We have all still only seen tiny improvements and the HT tells us that action is being taken but cannot discuss it with me or any of the others who are having probs. We haven't seen any evidence of anything changing and nor have our children, so the bullying continues on and off and we have to trust that the school are doing everything to help this child. That's it.

HappyAgainOneDay · 22/06/2014 19:49

I feel a bit sorry for the boy but, if my daughter were in the position of the OP's, I would feel more for her.

My first thought when the OP said that he was 10 was Thompson and Venables who were 10 at the time. This boy is a singleton though.

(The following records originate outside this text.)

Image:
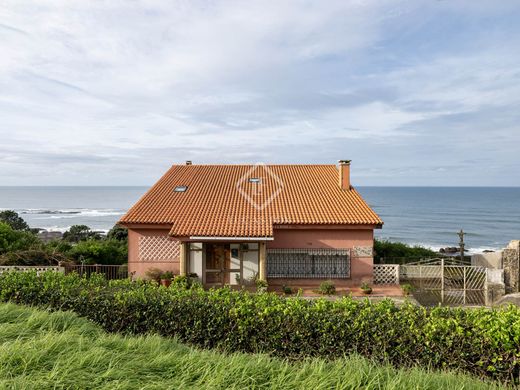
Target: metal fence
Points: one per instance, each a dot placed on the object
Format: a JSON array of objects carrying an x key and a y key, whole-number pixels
[
  {"x": 110, "y": 272},
  {"x": 447, "y": 283},
  {"x": 386, "y": 273},
  {"x": 308, "y": 263},
  {"x": 27, "y": 268}
]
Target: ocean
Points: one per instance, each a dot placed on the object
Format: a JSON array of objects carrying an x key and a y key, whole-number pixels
[{"x": 428, "y": 216}]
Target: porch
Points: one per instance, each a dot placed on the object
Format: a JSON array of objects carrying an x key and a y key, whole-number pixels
[{"x": 218, "y": 263}]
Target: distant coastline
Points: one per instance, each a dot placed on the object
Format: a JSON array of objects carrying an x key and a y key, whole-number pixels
[{"x": 425, "y": 216}]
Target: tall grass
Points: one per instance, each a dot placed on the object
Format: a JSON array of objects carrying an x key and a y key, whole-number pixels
[{"x": 40, "y": 350}]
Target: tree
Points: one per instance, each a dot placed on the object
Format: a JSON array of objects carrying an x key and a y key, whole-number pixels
[
  {"x": 78, "y": 233},
  {"x": 99, "y": 252},
  {"x": 118, "y": 233},
  {"x": 12, "y": 218},
  {"x": 14, "y": 240}
]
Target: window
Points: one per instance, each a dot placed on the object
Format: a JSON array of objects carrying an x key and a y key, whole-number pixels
[{"x": 308, "y": 263}]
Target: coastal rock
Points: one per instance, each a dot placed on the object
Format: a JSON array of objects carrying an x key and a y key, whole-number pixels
[
  {"x": 47, "y": 236},
  {"x": 449, "y": 250}
]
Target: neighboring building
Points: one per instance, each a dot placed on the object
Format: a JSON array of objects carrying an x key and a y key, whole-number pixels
[{"x": 289, "y": 224}]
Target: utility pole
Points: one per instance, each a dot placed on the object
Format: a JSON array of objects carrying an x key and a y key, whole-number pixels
[{"x": 461, "y": 244}]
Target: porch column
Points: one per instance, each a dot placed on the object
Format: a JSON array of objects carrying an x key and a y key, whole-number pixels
[
  {"x": 262, "y": 260},
  {"x": 183, "y": 266}
]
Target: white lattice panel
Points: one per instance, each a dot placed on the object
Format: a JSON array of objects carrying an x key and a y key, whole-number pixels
[
  {"x": 38, "y": 269},
  {"x": 386, "y": 274},
  {"x": 158, "y": 248}
]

OP, leave it to the 'authorities' to deal with the matter but just watch out for your daughter and perhaps keep a diary of what she or her friends report to you.

WhoWantsToLiveForever · 22/06/2014 20:12

"I feel a bit sorry for the boy but, if my daughter were in the position of the OP's, I would feel more for her."

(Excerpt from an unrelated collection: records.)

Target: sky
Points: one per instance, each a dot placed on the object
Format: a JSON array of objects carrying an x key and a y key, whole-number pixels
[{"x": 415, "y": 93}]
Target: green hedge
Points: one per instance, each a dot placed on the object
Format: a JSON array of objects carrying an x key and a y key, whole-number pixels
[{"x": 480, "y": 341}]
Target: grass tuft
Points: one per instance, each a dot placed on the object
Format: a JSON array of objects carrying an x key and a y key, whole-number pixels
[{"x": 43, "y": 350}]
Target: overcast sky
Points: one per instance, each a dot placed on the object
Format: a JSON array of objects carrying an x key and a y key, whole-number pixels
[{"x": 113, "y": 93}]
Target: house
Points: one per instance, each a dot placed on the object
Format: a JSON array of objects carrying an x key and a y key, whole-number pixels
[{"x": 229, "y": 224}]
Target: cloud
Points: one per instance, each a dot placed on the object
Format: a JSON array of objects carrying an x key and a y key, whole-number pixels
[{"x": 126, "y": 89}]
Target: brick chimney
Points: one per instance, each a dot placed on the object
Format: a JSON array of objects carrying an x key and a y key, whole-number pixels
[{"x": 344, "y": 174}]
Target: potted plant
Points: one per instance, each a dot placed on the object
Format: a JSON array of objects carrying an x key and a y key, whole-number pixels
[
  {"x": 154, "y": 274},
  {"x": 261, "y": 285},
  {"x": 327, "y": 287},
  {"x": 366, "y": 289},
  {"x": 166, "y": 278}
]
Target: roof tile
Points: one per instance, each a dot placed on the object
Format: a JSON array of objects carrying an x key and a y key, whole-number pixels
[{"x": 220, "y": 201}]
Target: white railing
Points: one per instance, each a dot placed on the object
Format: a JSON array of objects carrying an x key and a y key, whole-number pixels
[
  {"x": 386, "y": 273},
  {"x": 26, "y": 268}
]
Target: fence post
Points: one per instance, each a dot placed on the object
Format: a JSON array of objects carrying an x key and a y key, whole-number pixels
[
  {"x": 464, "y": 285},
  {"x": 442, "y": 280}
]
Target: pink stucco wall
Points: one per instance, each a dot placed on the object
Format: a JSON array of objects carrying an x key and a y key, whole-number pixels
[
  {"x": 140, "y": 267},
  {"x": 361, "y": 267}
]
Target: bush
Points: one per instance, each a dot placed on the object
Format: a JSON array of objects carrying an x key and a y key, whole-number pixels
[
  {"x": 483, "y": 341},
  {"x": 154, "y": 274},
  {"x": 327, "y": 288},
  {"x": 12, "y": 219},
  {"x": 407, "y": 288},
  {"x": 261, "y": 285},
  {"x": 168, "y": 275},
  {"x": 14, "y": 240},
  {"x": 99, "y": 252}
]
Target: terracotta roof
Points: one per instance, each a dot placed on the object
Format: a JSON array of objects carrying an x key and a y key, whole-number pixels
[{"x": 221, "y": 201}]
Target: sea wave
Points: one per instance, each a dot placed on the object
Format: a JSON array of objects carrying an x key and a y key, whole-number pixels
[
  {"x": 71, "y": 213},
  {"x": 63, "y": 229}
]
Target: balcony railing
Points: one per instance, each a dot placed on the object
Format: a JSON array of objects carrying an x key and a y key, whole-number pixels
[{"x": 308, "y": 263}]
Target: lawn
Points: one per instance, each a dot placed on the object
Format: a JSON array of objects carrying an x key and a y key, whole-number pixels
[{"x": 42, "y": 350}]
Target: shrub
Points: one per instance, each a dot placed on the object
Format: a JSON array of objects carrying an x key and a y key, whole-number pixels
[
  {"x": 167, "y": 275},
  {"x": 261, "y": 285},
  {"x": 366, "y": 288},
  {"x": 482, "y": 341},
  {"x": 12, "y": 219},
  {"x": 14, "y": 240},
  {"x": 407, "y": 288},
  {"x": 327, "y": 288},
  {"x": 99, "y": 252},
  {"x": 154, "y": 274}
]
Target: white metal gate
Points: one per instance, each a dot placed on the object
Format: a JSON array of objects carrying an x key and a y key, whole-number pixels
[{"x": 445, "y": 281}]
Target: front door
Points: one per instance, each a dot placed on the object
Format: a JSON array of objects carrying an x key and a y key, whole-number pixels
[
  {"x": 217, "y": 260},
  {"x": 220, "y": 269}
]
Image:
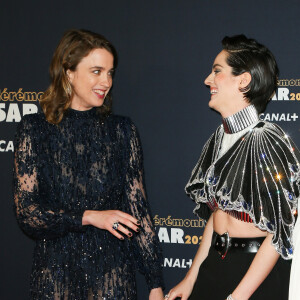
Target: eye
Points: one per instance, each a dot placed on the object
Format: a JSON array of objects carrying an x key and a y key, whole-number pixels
[
  {"x": 111, "y": 73},
  {"x": 97, "y": 72}
]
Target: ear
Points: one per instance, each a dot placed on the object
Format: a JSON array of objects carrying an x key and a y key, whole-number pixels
[
  {"x": 70, "y": 75},
  {"x": 245, "y": 79}
]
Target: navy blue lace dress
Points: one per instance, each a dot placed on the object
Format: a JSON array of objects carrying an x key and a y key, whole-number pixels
[{"x": 84, "y": 163}]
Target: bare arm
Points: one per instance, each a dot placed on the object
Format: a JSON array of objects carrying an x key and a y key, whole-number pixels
[
  {"x": 261, "y": 266},
  {"x": 185, "y": 287}
]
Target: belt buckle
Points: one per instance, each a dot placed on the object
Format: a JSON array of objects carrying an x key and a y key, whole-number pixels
[{"x": 222, "y": 244}]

That makes you sound really unpleasant. You have no idea what this child may being exposed to.

HappyAgainOneDay · 22/06/2014 20:17

Surely a parent mother would feel more for her own child's welfare. The welfare of the 'little' boy is in the hands of others.

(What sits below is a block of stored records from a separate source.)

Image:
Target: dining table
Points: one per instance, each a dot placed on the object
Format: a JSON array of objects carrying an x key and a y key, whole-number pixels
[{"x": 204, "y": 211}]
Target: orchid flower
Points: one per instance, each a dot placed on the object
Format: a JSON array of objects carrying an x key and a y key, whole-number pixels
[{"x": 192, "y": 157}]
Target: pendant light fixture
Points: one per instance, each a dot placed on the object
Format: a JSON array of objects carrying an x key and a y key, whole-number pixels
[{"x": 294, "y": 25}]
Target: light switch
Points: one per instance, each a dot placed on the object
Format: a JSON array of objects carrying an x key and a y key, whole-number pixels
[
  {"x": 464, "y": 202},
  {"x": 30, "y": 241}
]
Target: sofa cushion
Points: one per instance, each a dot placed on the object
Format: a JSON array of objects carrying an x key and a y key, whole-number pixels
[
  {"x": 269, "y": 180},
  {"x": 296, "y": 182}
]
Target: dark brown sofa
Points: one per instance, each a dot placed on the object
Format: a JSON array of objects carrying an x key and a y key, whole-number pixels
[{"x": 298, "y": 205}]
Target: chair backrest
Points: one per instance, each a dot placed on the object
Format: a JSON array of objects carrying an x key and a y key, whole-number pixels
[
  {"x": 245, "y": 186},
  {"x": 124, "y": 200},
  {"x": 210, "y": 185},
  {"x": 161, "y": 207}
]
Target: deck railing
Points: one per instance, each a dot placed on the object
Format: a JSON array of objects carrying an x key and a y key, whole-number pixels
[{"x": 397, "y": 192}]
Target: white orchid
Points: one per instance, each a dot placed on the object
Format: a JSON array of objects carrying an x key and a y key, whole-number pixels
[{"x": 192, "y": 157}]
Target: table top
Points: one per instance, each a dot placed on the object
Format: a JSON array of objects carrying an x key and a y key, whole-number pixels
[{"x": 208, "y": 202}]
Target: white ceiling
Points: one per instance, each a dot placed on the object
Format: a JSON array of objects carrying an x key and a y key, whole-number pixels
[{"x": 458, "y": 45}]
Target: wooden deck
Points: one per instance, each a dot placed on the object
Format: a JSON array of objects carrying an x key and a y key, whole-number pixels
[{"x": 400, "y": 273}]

Coldlightofday · 22/06/2014 20:31

This reply has been deleted

Message withdrawn at poster's request.

Lilka · 22/06/2014 20:57

I feel a bit sorry for the boy but, if my daughter were in the position of the OP's, I would feel more for her

My first thought when the OP said that he was 10 was Thompson and Venables who were 10 at the time. This boy is a singleton though

You know, one of the things that makes me most sad about the legacy of childhood abuse (assuming this boy is in an abusive environment, which would be incredibly likely IMO) is societies attitudes to the victims. In all its dressed up language, it just means - "children must just get over sexual abuse". "It's all very well to be abused, but you can't be a true victim if you are affected by an inappopriate envionment and hence show signs of it by your behaviour". "Real victims just get over it and never ever say anything sexually inappropriate as a result of sexual abuse, or never show aggressive behaviour if they have been physically abused/exposed to lots of domestic violence". This subtle (or not so subtle, if you weren't pretending to care about the welfare of the victims in the first place) attitude is VERY prevalent. And it makes me want to bash my head against the table I'm sitting at, or weep. Or both.

OP by all means ask the school what they are going to do to help protect your DD/the other children. But a subject like this, I just would not speak to the other parents myself. Because a hysterical parent mob bullying a 10 year old whilst not actually giving a damn about child protection/safeguarding issues, is a rather likely outcome, unfortunately

hellskitty · 22/06/2014 21:15

'I think it is highly likely) the boy is being abused'

ReallY?. the first thing I thought is that he has a teenage brother who he has overheard saying this stuff

Kerryp · 22/06/2014 22:02

I would absolutely let the other parents know, they shouldn't be in the dark about this happening to their children. Hellskitty does have a point maybe it's something he over heard. I do hope so and not something more sinister. Disgusting either way.

TheSarcasticFringehead · 22/06/2014 22:13

As someone who's brother was sexually abused, as far as I am aware, he did talk about inappropriate things as far as I know, it's a symptom of being abused and completely normal (for a child subjected to sexual abuse). Ask the school if you want about the safety of the other children (and it probably won't be just the girls exposed to this?) but rounding up a pack who will victimise the kid who may well have been abused is completely wrong, imo.